Data Modalities¶
QuPrep v0.7.0 extends beyond tabular data with native support for time series, sparse matrices, multi-label datasets, images, text, and graphs. All existing encoders and exporters work unchanged — the new components handle the ingestion and reshaping steps.
Time series¶
Ingesting a time series CSV¶
TimeSeriesIngester reads a CSV where rows are timesteps and columns are features. A datetime column is extracted into metadata["time_index"] rather than treated as a feature.
import quprep as qd
ingester = qd.TimeSeriesIngester(time_column="date")
dataset = ingester.load("sensor_data.csv")
print(dataset.data.shape) # (n_timesteps, n_features)
print(dataset.metadata["time_index"][:3]) # [Timestamp('2024-01-01'), ...]
print(dataset.metadata["modality"]) # "time_series"
If the file has no datetime column, omit time_column and QuPrep stores an integer index instead.
To extract one or more label columns at ingestion, use target_columns:
ingester = qd.TimeSeriesIngester(time_column="date", target_columns="label")
dataset = ingester.load("data.csv")
print(dataset.labels.shape) # (n_timesteps,)
Sliding-window transformation¶
WindowTransformer converts a (n_timesteps, n_features) Dataset into a (n_windows, window_size × n_features) Dataset. Each window becomes one training sample.
wt = qd.WindowTransformer(window_size=8, step=1)
windowed = wt.fit_transform(dataset)
# n_windows = (n_timesteps - window_size) // step + 1
# Features named: {feat}_lag{k} where k=0 is the most recent timestep
print(windowed.feature_names[:4]) # ['temp_lag7', 'temp_lag6', ..., 'temp_lag0']
print(windowed.metadata["modality"]) # "time_series_windowed"
print(windowed.metadata["window_size"]) # 8
print(windowed.metadata["original_n_timesteps"])
Non-overlapping windows — set step=window_size:
Labels are aligned to the last timestep of each window:
Full time series pipeline¶
Chain ingestion → windowing → encoding in a single Pipeline:
import quprep as qd
pipeline = qd.Pipeline(
ingester=qd.TimeSeriesIngester(time_column="date"),
preprocessor=qd.WindowTransformer(window_size=8, step=1),
encoder=qd.AngleEncoder(),
)
result = pipeline.fit_transform("sensor_data.csv")

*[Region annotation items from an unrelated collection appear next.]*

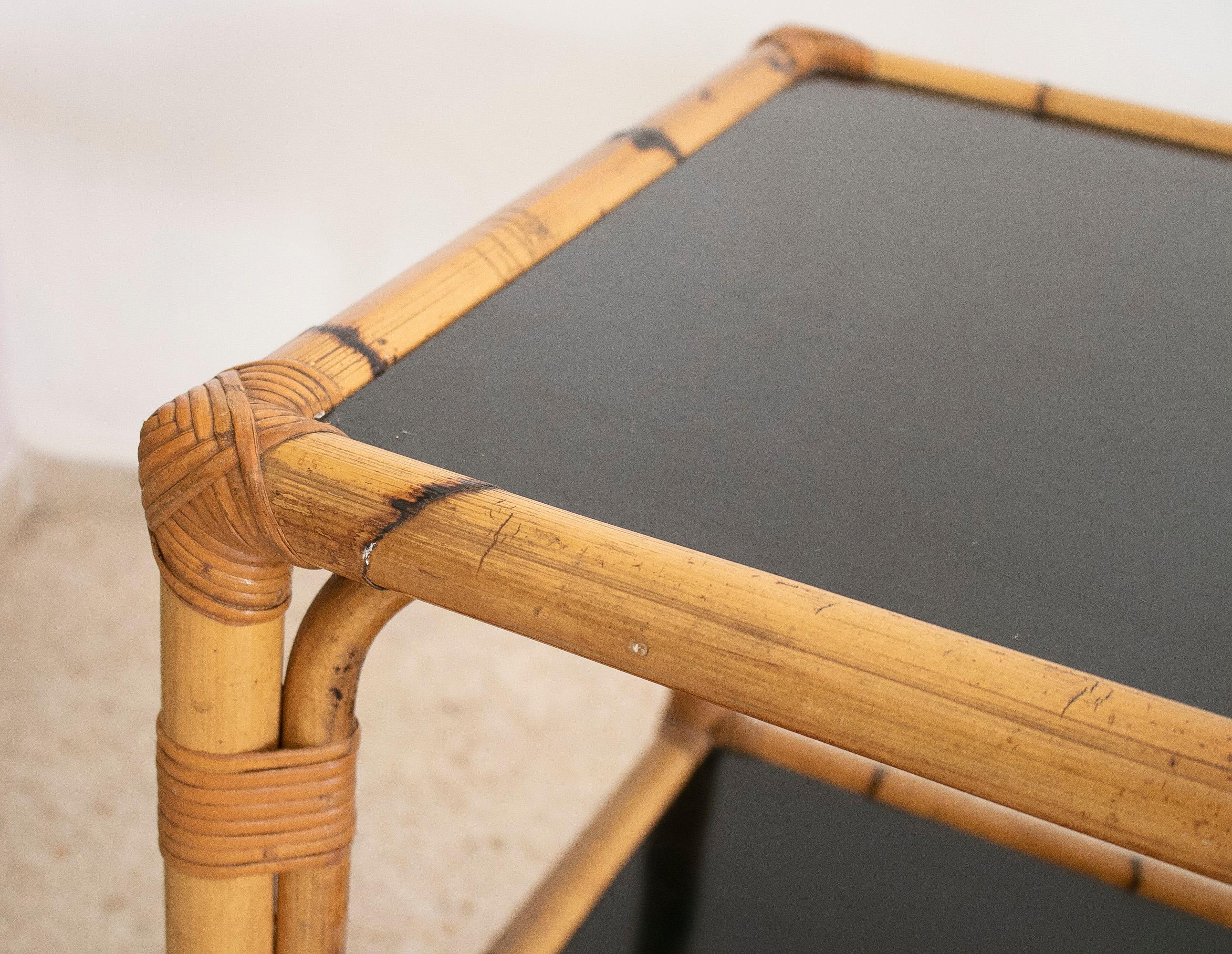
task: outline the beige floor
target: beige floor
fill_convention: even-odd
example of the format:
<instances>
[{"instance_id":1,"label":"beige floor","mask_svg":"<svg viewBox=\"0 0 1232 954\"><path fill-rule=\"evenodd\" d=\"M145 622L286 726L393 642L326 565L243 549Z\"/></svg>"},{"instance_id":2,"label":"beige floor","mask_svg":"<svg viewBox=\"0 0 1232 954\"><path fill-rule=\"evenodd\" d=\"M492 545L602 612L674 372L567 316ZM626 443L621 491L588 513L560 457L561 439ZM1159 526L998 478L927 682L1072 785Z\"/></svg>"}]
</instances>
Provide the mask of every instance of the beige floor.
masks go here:
<instances>
[{"instance_id":1,"label":"beige floor","mask_svg":"<svg viewBox=\"0 0 1232 954\"><path fill-rule=\"evenodd\" d=\"M36 513L0 544L0 950L160 950L158 577L134 475L44 463L36 487ZM323 579L297 577L288 631ZM483 950L663 702L411 604L360 692L351 950Z\"/></svg>"}]
</instances>

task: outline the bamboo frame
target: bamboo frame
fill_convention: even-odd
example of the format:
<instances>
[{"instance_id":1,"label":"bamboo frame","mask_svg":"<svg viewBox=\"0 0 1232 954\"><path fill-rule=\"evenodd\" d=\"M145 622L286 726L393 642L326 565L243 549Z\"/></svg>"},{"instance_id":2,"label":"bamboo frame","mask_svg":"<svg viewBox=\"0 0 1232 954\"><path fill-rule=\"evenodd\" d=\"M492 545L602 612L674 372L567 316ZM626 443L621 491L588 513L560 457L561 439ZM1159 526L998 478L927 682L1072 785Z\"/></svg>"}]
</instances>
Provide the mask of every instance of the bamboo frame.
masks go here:
<instances>
[{"instance_id":1,"label":"bamboo frame","mask_svg":"<svg viewBox=\"0 0 1232 954\"><path fill-rule=\"evenodd\" d=\"M324 667L339 665L331 654L344 644L366 647L416 596L859 753L850 758L897 767L918 779L902 783L917 785L917 794L925 792L919 784L934 785L926 793L940 798L940 783L1085 832L1094 837L1073 835L1056 857L1039 835L1044 828L1018 847L1096 876L1124 878L1117 865L1126 857L1096 847L1099 838L1232 881L1232 720L557 511L328 433L314 421L814 71L1232 154L1232 127L1221 123L876 52L814 31L776 31L699 90L328 325L150 419L143 484L152 529L161 534L155 551L179 593L165 585L164 719L175 741L218 752L277 744L271 660L281 649L286 567L325 566L359 582L331 583L302 630L303 647L297 640L282 705L285 746L334 737L340 723L323 716L320 691L341 692L338 711L349 711L355 683L330 683ZM169 515L188 505L196 510L168 529ZM505 534L509 526L517 533ZM175 560L186 572L168 569ZM382 591L366 585L389 593L375 597ZM723 730L733 745L764 746L818 772L827 762L818 752L830 750L811 744L806 752L798 746L807 744L765 735L774 730L758 735L733 719ZM590 865L602 857L610 869L649 815L641 809L637 825L612 819L632 811L638 793L657 793L652 806L670 801L701 751L696 737L684 748L676 737L660 739L641 780L622 790L579 846L574 867L594 874ZM882 785L899 778L891 772ZM988 809L962 798L936 811L1000 837ZM625 847L612 853L617 842ZM280 950L341 949L346 868L280 876ZM1205 881L1153 862L1133 870L1140 890L1226 917L1223 896L1210 901ZM198 880L168 873L170 949L270 949L271 876ZM527 917L541 920L542 912Z\"/></svg>"},{"instance_id":2,"label":"bamboo frame","mask_svg":"<svg viewBox=\"0 0 1232 954\"><path fill-rule=\"evenodd\" d=\"M729 748L1069 868L1232 927L1232 888L1030 815L972 798L870 758L674 693L659 739L594 822L489 945L489 954L558 954L687 780L663 764L664 736L687 732L696 762ZM671 798L663 794L670 790ZM647 817L654 811L653 817Z\"/></svg>"}]
</instances>

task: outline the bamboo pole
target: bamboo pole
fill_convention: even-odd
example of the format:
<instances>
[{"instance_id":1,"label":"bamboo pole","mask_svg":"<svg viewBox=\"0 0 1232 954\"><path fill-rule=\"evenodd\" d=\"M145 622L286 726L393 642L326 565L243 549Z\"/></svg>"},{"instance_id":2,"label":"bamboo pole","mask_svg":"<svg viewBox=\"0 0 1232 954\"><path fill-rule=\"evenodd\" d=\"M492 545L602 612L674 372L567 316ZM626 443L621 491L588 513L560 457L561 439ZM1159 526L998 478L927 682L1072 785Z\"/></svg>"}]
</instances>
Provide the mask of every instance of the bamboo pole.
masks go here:
<instances>
[{"instance_id":1,"label":"bamboo pole","mask_svg":"<svg viewBox=\"0 0 1232 954\"><path fill-rule=\"evenodd\" d=\"M556 954L569 942L710 753L711 728L721 715L696 699L673 697L649 750L488 948L489 954Z\"/></svg>"},{"instance_id":2,"label":"bamboo pole","mask_svg":"<svg viewBox=\"0 0 1232 954\"><path fill-rule=\"evenodd\" d=\"M732 713L717 745L1232 928L1232 888L1089 835Z\"/></svg>"},{"instance_id":3,"label":"bamboo pole","mask_svg":"<svg viewBox=\"0 0 1232 954\"><path fill-rule=\"evenodd\" d=\"M282 617L230 627L161 590L163 726L202 752L278 744ZM165 867L170 954L274 950L274 875L195 878Z\"/></svg>"},{"instance_id":4,"label":"bamboo pole","mask_svg":"<svg viewBox=\"0 0 1232 954\"><path fill-rule=\"evenodd\" d=\"M265 468L334 572L1232 880L1232 719L339 435Z\"/></svg>"},{"instance_id":5,"label":"bamboo pole","mask_svg":"<svg viewBox=\"0 0 1232 954\"><path fill-rule=\"evenodd\" d=\"M775 43L754 47L643 124L602 143L271 357L309 364L342 394L354 394L807 69L807 63L788 63Z\"/></svg>"},{"instance_id":6,"label":"bamboo pole","mask_svg":"<svg viewBox=\"0 0 1232 954\"><path fill-rule=\"evenodd\" d=\"M350 736L360 670L372 640L410 597L333 576L299 624L282 694L282 746ZM350 851L335 864L278 876L278 954L346 949Z\"/></svg>"}]
</instances>

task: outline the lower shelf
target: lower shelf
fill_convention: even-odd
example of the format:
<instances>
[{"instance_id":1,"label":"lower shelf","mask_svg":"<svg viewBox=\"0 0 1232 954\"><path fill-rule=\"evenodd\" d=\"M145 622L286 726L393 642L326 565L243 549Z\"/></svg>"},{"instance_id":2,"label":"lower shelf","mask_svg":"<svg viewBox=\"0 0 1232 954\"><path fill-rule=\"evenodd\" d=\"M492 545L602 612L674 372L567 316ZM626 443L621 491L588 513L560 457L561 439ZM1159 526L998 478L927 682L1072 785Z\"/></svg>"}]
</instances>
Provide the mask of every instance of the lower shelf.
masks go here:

print(len(result.encoded)) # n_windows
print(result.encoded[0].metadata["n_qubits"]) # window_size × n_features
print(result.summary())
The preprocessor slot in Pipeline runs immediately after ingestion and before cleaning/reduction.
Sparse data¶
scipy.sparse matrices (CSR, CSC, COO, and all other formats) are accepted anywhere QuPrep expects a NumPy array. They are converted to dense at ingestion — no changes to your encoding or export workflow.
import scipy.sparse as sp
import quprep as qd
sparse_matrix = sp.csr_matrix(X) # could be TF-IDF, adjacency matrix, etc.
result = qd.Pipeline(encoder=qd.AngleEncoder()).fit_transform(sparse_matrix)
This works via both the auto-detection path in Pipeline._ingest() and directly through NumpyIngester:
from quprep.ingest.numpy_ingester import NumpyIngester
dataset = NumpyIngester().load(sparse_matrix)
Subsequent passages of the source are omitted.